The idea on which they differed was on the purpose of the Second Amendment as a means to resist tyranny. “It’s fanciful to think that guns in the hands of citizens acts as a realistic check,” said Donohue. “They’re not really trained to do so. And it’s fanciful to think that the military would ever turn on U.S. citizens.” [More]"Ever" is a long time. Especially with the grid so vulnerable, the economy strained to the breaking point and foreign and domestic enemies stepping up the belligerence as their capabilities increase.
Where in history is any civilization guaranteed stasis? Has not despotism and mass destruction plagued every civilization that preceded ours? Is it not, in fact, still commonplace throughout the globe? By what suspension of reality, by what denial of the observable and the probable, by what art, device or magic are we sheltered few immune from catastrophe? Are we certain, from our brief and privileged vantage point, that such things will ever remain headline curiosities? Is it not just plain stupid to proclaim that our familiar way of life will forever be the norm, when everything that has gone before us shows we are, instead, the extremely lucky beneficiaries of a rare and fortunate convergence of circumstances; and one, by the way, that has only been preserved under force of arms?
Methinks the good "professor" is a dolt.
3 comments:
Donahue's ignorance of how firearms work is truly amazing in its depth. As far as the inability of civilians' ability to resist government tyranny, I would suggest he think about where are the people who trained our military members. I would further suggest he speak with many of the retired military in my area who are those trainers who still retain all of those skills. Just a little criticism of this sophomoric (wise fool) professor.
Yes. I would suggest the good professor look into the history of the Mujahedeen, or the Viet Cong....
"The firepower available when the Bill of Rights was written is not comparable to today’s firepower."
Irrelevant point. The "arms" in the right to keep and bear arms also refers to edged weapons. A bayonet or sword is just as deadly now as they were then.
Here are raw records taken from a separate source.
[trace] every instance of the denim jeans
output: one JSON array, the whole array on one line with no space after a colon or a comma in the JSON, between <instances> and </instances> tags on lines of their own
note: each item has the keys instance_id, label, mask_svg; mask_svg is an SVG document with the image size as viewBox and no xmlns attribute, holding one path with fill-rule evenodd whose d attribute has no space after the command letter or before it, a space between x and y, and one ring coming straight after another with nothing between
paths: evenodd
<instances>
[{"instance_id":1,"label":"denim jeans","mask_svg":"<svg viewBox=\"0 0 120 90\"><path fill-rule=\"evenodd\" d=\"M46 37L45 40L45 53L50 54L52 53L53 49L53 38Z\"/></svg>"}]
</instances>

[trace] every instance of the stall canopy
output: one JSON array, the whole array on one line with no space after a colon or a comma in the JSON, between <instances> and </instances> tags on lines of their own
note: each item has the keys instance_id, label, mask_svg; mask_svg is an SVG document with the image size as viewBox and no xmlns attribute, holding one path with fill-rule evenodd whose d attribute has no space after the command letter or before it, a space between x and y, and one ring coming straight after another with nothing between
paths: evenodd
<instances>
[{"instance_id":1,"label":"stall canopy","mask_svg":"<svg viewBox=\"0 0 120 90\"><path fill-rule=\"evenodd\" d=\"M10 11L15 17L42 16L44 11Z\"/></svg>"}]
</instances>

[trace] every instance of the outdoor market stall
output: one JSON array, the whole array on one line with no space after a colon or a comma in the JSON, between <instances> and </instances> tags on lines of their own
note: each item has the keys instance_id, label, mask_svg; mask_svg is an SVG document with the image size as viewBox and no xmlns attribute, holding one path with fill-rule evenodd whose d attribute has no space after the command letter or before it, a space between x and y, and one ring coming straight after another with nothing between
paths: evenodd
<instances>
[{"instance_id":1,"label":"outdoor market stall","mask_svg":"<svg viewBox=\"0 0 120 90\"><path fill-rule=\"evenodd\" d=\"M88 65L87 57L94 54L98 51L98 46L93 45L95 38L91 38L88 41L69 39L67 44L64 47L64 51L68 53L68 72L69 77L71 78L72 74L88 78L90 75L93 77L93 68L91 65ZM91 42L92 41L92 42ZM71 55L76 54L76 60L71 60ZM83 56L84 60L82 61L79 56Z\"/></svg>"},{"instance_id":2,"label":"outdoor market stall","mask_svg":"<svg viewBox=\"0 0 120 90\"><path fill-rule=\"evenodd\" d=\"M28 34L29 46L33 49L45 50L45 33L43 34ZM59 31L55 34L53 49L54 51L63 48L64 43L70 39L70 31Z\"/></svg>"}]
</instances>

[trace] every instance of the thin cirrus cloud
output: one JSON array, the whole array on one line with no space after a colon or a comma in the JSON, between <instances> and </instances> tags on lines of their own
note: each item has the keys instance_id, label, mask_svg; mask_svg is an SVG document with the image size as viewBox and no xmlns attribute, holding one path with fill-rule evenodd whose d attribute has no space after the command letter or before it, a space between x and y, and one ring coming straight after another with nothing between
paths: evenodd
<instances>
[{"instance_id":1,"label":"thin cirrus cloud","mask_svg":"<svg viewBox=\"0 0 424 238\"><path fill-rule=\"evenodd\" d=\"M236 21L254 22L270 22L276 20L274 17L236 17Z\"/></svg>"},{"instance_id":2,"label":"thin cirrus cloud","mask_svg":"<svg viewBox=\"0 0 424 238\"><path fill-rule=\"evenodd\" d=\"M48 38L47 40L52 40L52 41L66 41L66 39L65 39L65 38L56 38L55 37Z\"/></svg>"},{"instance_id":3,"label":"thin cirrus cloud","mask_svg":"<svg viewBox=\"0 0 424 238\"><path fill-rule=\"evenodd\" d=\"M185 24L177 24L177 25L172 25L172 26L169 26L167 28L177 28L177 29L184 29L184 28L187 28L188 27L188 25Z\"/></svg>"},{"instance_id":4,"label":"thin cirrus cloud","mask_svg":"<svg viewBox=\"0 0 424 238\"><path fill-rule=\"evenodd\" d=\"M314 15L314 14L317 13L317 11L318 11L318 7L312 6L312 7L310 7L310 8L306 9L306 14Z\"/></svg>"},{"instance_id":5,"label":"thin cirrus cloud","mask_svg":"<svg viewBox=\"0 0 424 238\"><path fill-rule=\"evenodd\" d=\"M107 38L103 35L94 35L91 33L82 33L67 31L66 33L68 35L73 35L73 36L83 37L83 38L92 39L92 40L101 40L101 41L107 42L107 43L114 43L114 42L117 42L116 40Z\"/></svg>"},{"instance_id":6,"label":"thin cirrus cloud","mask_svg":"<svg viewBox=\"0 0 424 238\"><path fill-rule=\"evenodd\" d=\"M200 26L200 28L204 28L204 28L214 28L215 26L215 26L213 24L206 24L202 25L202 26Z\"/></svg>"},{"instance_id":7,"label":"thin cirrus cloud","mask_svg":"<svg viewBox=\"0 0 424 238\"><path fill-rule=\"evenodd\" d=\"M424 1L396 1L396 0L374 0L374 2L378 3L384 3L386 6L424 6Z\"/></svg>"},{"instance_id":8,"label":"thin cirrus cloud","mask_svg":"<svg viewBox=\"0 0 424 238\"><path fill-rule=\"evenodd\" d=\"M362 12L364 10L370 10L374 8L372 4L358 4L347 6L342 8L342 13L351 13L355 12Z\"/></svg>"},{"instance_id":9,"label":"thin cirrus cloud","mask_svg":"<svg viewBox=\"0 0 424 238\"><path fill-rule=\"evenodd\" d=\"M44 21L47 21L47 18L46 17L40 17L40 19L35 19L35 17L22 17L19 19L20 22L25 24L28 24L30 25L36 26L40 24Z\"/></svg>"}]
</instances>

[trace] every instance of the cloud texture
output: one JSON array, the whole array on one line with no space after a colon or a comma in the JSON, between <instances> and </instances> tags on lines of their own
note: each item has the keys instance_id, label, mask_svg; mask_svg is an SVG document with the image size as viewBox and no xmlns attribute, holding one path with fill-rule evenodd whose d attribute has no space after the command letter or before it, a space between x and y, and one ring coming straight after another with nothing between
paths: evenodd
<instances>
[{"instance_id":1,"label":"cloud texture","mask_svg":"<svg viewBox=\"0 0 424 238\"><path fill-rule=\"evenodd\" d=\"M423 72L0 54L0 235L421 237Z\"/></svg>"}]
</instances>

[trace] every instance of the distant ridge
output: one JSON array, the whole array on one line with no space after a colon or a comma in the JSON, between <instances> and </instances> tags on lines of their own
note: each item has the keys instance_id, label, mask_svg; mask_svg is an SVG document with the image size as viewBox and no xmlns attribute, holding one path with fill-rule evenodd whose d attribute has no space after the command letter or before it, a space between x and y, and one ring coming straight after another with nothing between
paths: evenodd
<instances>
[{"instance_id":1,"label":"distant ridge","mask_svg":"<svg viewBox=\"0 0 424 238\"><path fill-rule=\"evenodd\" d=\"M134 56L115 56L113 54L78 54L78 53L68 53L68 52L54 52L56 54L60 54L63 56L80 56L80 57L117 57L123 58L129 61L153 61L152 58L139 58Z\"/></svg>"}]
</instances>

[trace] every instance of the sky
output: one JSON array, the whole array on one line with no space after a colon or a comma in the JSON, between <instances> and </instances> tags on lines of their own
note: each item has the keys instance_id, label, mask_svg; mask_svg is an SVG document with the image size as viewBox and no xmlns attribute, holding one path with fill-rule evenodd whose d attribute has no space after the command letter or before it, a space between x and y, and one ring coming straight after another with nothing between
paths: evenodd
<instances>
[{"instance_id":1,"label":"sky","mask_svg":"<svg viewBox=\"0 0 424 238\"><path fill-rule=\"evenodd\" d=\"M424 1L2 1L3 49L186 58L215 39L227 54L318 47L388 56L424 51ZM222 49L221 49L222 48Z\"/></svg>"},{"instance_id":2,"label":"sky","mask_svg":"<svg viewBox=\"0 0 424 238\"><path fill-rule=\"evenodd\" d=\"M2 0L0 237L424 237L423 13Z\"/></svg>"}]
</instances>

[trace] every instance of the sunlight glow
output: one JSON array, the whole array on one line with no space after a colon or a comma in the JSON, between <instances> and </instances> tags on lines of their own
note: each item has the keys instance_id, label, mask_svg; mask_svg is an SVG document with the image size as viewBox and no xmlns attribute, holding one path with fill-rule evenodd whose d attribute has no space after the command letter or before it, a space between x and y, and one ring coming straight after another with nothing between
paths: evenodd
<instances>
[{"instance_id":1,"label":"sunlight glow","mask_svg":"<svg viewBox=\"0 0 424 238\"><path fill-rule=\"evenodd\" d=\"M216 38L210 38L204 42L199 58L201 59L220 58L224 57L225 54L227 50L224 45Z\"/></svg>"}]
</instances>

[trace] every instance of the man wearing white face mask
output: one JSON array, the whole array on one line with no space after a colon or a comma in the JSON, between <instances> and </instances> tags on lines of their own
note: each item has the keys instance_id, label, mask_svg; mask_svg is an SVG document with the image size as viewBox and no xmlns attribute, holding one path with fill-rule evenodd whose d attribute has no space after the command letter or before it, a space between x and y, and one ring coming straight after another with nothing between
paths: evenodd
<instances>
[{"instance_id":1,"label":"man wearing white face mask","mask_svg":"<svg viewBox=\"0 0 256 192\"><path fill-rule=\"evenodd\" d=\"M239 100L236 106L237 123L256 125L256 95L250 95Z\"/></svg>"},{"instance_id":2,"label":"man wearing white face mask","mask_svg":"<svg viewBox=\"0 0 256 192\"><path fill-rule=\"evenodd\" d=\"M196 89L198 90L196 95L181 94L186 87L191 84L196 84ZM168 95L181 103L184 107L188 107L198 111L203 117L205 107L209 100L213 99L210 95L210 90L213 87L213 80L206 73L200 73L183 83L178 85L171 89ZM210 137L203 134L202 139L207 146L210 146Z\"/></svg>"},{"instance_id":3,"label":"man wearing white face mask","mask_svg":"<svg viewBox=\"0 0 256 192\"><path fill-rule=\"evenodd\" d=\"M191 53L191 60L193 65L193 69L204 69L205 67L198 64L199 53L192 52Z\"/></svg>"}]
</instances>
A colonial-era musket ball will readily kill now as it could then. A platoon of thirty men with colonial-era single shot rifles can kill as many people without reloading as one man with a modern rifle equipped with a thirty round magazine, but then an automobile will carry more people, further and faster, in more comfort than a horse. Radio and television efficiently reach more people than a single page printing press, yet the freedom of the press is the same for these media.